Ausbildungsreife fördern
Angesichts des bevorstehenden Fachkräftemangels setzt daher der neue Pakt auf die Berufsorientierung in Schulen und Stärkung der Ausbildungsreife bei Schulabgängern sowie dem Erschließen neuer Potenziale, aus denen noch Fachkräfte entwickelt werden könnten. Ein wichtiges Instrument ist die Abstimmung von Maßnahmen und Prozessen in lokalen Netzwerken, die sogenannte OloV-Strategie.
Mit der Optimierung der lokalen Vermittlungsarbeit (OloV) sind hessenweite Qualitätsstandards für die Berufsorientierung an Schulen, die Vermittlung in Ausbildung und die Akquise von Ausbildungsplätzen geschaffen worden. Erstmals wird mit der integrierten Ausbildungsstatistik ein Monitoring-Instrument eingeführt, dass die Wirksamkeit dieser Vorhaben hessenweit, aber auch landkreisbezogen messen wird.
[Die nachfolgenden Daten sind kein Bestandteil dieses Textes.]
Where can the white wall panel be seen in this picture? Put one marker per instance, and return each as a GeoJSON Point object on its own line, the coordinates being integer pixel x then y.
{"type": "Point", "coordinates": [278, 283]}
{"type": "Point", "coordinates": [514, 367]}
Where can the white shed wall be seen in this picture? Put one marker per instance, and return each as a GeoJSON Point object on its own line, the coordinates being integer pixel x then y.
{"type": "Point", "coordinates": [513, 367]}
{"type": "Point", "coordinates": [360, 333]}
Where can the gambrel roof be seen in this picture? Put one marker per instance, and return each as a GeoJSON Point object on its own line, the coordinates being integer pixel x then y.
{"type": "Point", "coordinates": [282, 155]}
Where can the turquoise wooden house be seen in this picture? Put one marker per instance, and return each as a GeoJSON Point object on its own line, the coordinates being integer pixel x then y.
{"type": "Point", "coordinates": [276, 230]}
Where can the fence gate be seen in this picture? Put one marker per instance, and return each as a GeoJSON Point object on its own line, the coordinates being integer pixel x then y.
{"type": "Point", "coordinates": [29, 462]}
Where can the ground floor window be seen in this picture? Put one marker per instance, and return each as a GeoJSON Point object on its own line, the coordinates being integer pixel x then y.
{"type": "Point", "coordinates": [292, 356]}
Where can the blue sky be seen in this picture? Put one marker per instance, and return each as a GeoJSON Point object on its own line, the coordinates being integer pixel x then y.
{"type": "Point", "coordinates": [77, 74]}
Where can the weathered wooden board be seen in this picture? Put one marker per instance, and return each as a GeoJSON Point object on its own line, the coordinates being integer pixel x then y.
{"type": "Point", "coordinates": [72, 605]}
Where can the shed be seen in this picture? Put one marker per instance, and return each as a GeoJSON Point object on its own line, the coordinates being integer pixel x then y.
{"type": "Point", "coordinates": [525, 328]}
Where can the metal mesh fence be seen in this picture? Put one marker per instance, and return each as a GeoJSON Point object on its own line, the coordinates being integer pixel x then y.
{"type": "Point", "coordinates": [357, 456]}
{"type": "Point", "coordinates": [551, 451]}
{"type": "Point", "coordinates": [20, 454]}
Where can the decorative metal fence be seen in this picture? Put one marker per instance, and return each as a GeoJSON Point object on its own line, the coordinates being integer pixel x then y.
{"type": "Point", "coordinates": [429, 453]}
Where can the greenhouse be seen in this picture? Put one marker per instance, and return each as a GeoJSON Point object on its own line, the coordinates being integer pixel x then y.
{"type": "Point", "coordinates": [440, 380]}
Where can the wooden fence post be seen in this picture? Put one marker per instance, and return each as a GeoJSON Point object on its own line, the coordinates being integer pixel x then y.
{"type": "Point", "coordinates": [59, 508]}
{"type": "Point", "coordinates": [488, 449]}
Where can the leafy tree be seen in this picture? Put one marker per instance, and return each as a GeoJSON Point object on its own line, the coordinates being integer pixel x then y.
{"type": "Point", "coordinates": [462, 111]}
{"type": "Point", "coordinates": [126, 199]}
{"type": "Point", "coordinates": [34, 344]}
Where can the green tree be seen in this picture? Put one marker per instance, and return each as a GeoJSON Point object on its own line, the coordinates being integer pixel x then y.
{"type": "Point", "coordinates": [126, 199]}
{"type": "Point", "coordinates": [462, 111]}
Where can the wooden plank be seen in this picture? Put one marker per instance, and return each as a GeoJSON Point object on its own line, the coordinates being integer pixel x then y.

Mehr Tempo bei Umsetzung der OloV-Strategie
Die hessischen Industrie- und Handelskammern, die Personalkapazitäten sowohl in die OloV-Strategie wie auch in die Lehrerausbildung investieren wollen, erwarten von der Landesregierung eine zügige Umsetzung der einzelnen Punkte, die bei Schulabgängern zu mehr Berufsreife und Arbeitsweltorientierung führen sollen. Von den Landkreisen und Städten, die in den meisten Regionen die OloV-Strategie federführend steuern, erwarten sie ein deutlicheres Bekenntnis zu den vereinbarten OloV-Zielen.
Unterzeichner des hessischen Ausbildungspaktes 2010 sind neben der Landesregierung und der IHK Arbeitsgemeinschaft Hessen, die Regionaldirektion Hessen der Bundesagentur für Arbeit, die Arbeitsgemeinschaft der Hessischen Handwerkskammern, die Vereinigung der hessischen Unternehmerverbände, der Verband Freier Berufe in Hessen, der Hessische Landkreistag, der Hessische Städtetag und der Hessische Städte- und Gemeindebund. Die Gewerkschaften haben eine Teilnahme abgelehnt. Der neue Hessische Pakt für Ausbildung ist bis zum Jahr 2012 gültig.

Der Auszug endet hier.